Estimating direct healthcare costs attributable to laboratory-confirmed Lyme disease in Ontario, Canada: A population-based matched cohort study using health administrative data.

The objective of this study was to determine healthcare costs attributable to laboratory-confirmed Lyme disease (LD) from the healthcare payer perspective in Ontario, Canada. A cost-of-illness study was conducted for incident LD subjects from 1 January 2006 through 31 December 2013 ascertained from provincial laboratory and reportable disease databases, linked to health administrative data. All LD subjects included were laboratory-confirmed, according to provincial case definitions. Incident LD subjects were propensity-score matched to uninfected subjects on age, sex, comorbidities and urban/rural status. We used phase-of-care methods to calculate attributable costs for two phases of illness: initial care (≤30 days following "index date") and continuing care (>30 days after index date to the end of the follow-up period).

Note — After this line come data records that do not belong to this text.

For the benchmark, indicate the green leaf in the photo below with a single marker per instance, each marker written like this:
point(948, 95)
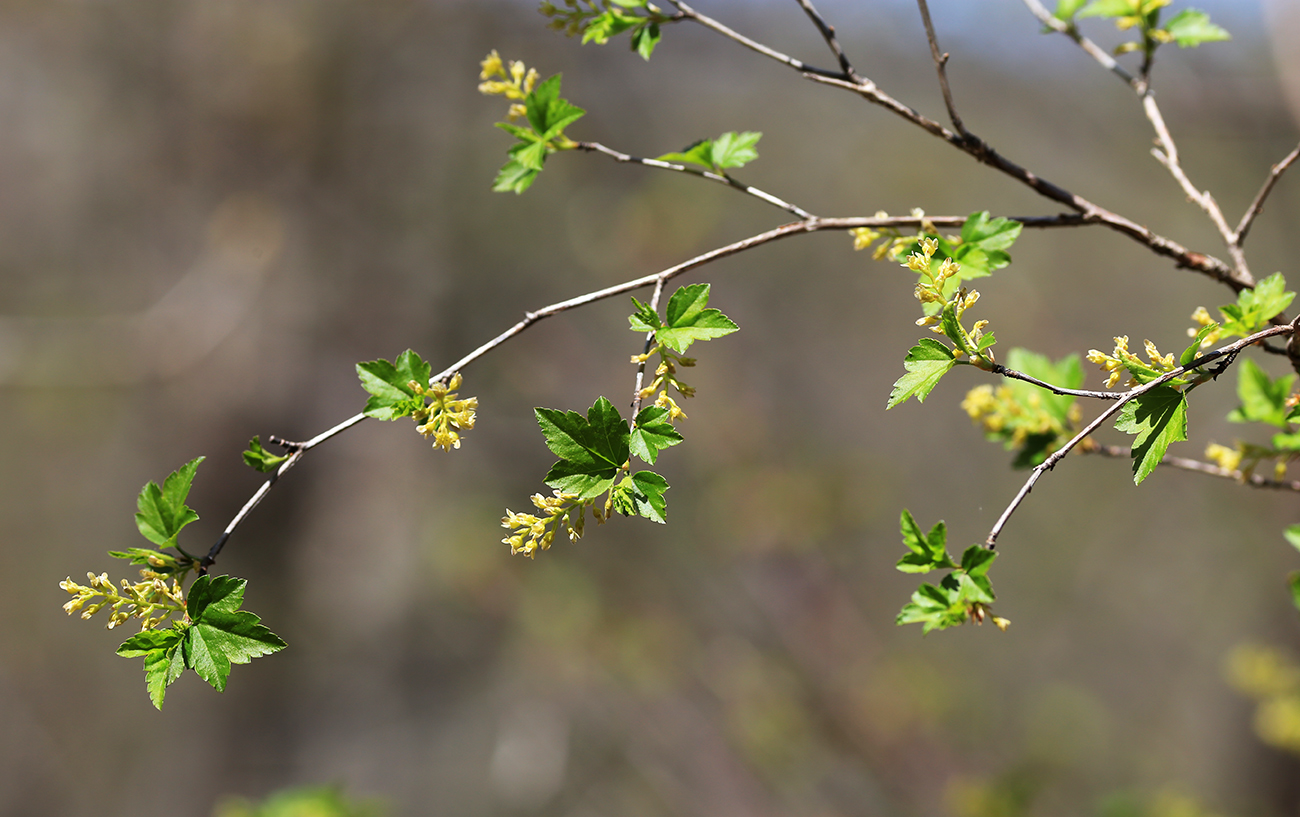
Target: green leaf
point(697, 152)
point(976, 560)
point(592, 449)
point(1066, 9)
point(1109, 8)
point(1157, 418)
point(261, 459)
point(735, 150)
point(514, 177)
point(926, 363)
point(928, 550)
point(389, 384)
point(688, 320)
point(547, 112)
point(1191, 27)
point(644, 319)
point(651, 433)
point(1262, 398)
point(163, 657)
point(220, 634)
point(645, 38)
point(648, 496)
point(1292, 535)
point(163, 510)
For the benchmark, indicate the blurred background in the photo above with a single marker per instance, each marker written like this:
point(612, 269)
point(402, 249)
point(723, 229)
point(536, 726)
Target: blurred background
point(211, 211)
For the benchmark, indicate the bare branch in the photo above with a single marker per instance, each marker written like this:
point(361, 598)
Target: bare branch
point(641, 367)
point(1200, 467)
point(941, 66)
point(680, 168)
point(997, 368)
point(828, 35)
point(709, 22)
point(1257, 204)
point(1091, 212)
point(1047, 465)
point(1093, 50)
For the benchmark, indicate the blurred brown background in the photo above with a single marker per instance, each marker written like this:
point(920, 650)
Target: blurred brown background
point(211, 211)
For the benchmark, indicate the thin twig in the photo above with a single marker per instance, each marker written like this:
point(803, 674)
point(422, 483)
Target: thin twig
point(1093, 50)
point(997, 368)
point(641, 367)
point(1200, 467)
point(1257, 204)
point(298, 449)
point(828, 35)
point(1091, 212)
point(680, 168)
point(1047, 465)
point(709, 22)
point(941, 66)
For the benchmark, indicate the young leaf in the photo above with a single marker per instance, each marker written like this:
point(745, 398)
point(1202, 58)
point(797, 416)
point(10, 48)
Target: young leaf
point(220, 632)
point(389, 384)
point(1158, 418)
point(261, 459)
point(1262, 398)
point(926, 363)
point(163, 510)
point(1191, 27)
point(592, 449)
point(651, 433)
point(163, 657)
point(648, 496)
point(735, 150)
point(688, 320)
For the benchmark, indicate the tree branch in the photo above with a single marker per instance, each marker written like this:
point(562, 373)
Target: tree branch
point(828, 35)
point(680, 168)
point(1200, 467)
point(941, 66)
point(1257, 204)
point(1047, 465)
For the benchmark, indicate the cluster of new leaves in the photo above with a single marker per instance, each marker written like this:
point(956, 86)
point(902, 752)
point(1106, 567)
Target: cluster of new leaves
point(963, 595)
point(941, 264)
point(545, 112)
point(1188, 27)
point(1026, 416)
point(596, 450)
point(398, 390)
point(211, 632)
point(731, 150)
point(599, 20)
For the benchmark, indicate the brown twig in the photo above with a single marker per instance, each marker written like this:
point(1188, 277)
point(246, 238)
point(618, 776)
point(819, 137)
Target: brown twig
point(1047, 465)
point(941, 66)
point(828, 35)
point(680, 168)
point(997, 368)
point(641, 367)
point(1257, 204)
point(1200, 467)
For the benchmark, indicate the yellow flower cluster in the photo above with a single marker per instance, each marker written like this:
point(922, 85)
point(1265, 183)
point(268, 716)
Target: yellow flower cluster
point(148, 600)
point(515, 82)
point(531, 532)
point(1123, 361)
point(445, 415)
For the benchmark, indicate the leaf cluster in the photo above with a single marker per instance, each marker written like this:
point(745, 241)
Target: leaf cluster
point(599, 20)
point(547, 115)
point(963, 595)
point(1188, 27)
point(213, 635)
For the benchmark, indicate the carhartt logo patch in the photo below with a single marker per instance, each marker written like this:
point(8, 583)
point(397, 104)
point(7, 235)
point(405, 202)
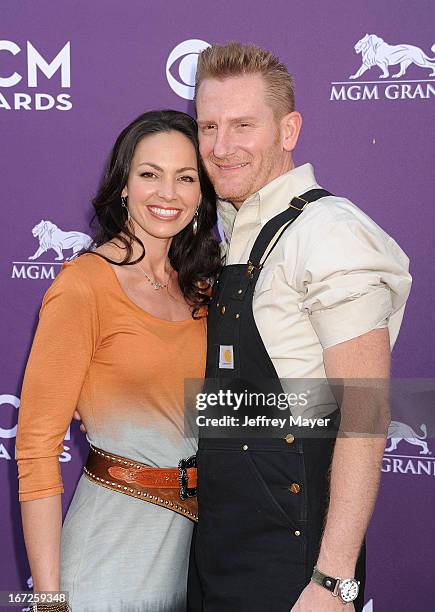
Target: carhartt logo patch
point(226, 356)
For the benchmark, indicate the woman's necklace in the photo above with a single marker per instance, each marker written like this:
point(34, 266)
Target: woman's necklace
point(154, 284)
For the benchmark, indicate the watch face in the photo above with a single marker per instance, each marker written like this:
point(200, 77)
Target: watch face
point(348, 590)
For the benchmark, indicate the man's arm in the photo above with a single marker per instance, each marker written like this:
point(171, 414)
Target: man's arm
point(356, 464)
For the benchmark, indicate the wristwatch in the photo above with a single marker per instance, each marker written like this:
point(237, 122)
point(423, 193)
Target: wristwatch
point(345, 588)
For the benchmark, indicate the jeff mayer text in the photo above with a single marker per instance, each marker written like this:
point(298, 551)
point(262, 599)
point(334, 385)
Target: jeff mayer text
point(260, 421)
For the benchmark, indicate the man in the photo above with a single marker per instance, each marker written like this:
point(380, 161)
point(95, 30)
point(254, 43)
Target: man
point(323, 299)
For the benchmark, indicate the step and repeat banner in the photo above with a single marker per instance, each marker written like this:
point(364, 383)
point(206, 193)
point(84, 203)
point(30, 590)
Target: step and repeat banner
point(73, 74)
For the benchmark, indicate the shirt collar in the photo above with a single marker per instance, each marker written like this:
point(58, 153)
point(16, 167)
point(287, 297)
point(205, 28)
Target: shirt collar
point(271, 199)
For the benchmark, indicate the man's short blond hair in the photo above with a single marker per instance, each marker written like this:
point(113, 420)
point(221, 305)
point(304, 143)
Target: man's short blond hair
point(236, 59)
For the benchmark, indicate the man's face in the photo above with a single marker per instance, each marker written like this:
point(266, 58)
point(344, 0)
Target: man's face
point(241, 140)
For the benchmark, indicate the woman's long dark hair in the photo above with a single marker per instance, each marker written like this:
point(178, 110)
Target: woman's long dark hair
point(195, 257)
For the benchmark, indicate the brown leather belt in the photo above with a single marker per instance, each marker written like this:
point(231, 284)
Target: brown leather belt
point(171, 488)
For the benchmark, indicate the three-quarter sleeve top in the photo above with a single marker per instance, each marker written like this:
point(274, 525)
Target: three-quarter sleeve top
point(124, 369)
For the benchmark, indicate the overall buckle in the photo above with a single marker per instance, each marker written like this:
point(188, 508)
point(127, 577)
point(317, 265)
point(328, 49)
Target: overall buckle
point(251, 267)
point(183, 479)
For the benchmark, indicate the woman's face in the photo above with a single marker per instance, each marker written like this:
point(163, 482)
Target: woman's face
point(163, 187)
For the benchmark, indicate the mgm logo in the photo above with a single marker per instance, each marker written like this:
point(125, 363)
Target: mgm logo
point(50, 238)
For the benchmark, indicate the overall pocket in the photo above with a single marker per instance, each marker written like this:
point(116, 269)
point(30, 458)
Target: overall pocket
point(280, 481)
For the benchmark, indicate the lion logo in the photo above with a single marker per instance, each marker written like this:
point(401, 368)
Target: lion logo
point(375, 52)
point(51, 237)
point(401, 431)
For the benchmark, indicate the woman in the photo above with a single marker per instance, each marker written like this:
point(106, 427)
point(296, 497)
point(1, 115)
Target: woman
point(120, 330)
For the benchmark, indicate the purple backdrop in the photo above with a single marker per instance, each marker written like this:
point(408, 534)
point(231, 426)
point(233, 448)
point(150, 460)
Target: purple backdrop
point(72, 75)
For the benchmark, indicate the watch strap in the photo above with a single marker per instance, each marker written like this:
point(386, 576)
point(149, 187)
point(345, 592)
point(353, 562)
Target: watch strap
point(327, 582)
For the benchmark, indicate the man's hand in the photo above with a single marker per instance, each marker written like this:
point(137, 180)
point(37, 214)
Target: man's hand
point(315, 598)
point(77, 417)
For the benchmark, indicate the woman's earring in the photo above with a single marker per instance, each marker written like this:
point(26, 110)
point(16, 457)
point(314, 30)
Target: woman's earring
point(195, 222)
point(125, 207)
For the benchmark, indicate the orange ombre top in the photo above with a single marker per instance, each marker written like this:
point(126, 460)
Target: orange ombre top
point(124, 369)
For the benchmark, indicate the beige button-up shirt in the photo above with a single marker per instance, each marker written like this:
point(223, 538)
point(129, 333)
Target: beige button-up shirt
point(334, 274)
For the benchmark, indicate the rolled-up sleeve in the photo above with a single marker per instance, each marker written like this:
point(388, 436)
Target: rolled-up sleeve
point(356, 279)
point(62, 350)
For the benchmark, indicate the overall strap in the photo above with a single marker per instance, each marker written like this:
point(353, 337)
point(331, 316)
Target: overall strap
point(281, 221)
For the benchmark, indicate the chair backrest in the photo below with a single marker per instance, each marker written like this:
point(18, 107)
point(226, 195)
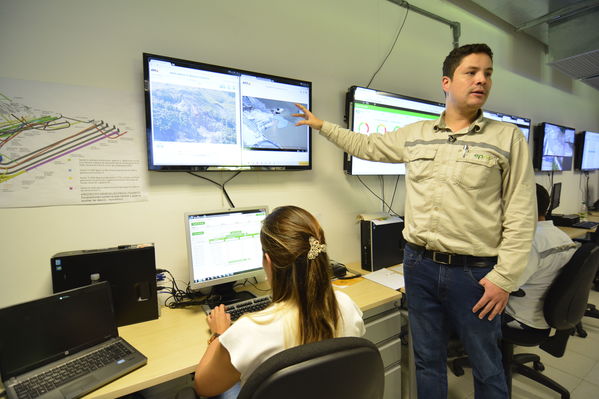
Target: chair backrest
point(566, 299)
point(337, 368)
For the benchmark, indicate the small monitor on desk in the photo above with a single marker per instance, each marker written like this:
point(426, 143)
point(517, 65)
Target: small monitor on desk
point(224, 247)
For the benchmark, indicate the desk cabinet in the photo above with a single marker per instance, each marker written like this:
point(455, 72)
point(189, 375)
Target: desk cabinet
point(383, 327)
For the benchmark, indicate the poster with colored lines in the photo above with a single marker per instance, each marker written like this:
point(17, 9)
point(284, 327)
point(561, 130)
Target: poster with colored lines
point(67, 145)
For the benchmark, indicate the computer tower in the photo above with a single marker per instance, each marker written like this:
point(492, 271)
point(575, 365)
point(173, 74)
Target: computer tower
point(382, 243)
point(129, 269)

A total of 663 incident, confirmed LD subjects were identified from 2006 through 2013. Mean age was 44.2 ± 20.1 years; 339 (51.1%) were female; and 31 (4.7%) were hospitalized ≤30 days after index date. Six hundred fifty-eight (99.2%) LD subjects were matched to uninfected subjects; mean follow-up time was 3.3 years. Mean attributable costs per case during the initial care phase and continuing care were $277 (95% CI: $197, $357) and -$5 (-$27, $17), respectively. Attributable costs per LD subject aged 5-14 years were $440 ($132, $747), greater than the costs observed for other age strata. Expected 1-year attributable costs were $832, given continuing care costs were negligible. Limitations to our study include estimating costs using a cohort of only laboratory-confirmed LD cases, introducing selection bias for diagnosed and treated patients who may have a lower risk of developing sequelae. In conclusion, the initial care phase of LD is associated with increased healthcare costs, but without significant costs attributable to LD infection after 30 days. Estimates of costs attributable to LD are important for healthcare resource prioritization and the evaluation of novel interventions.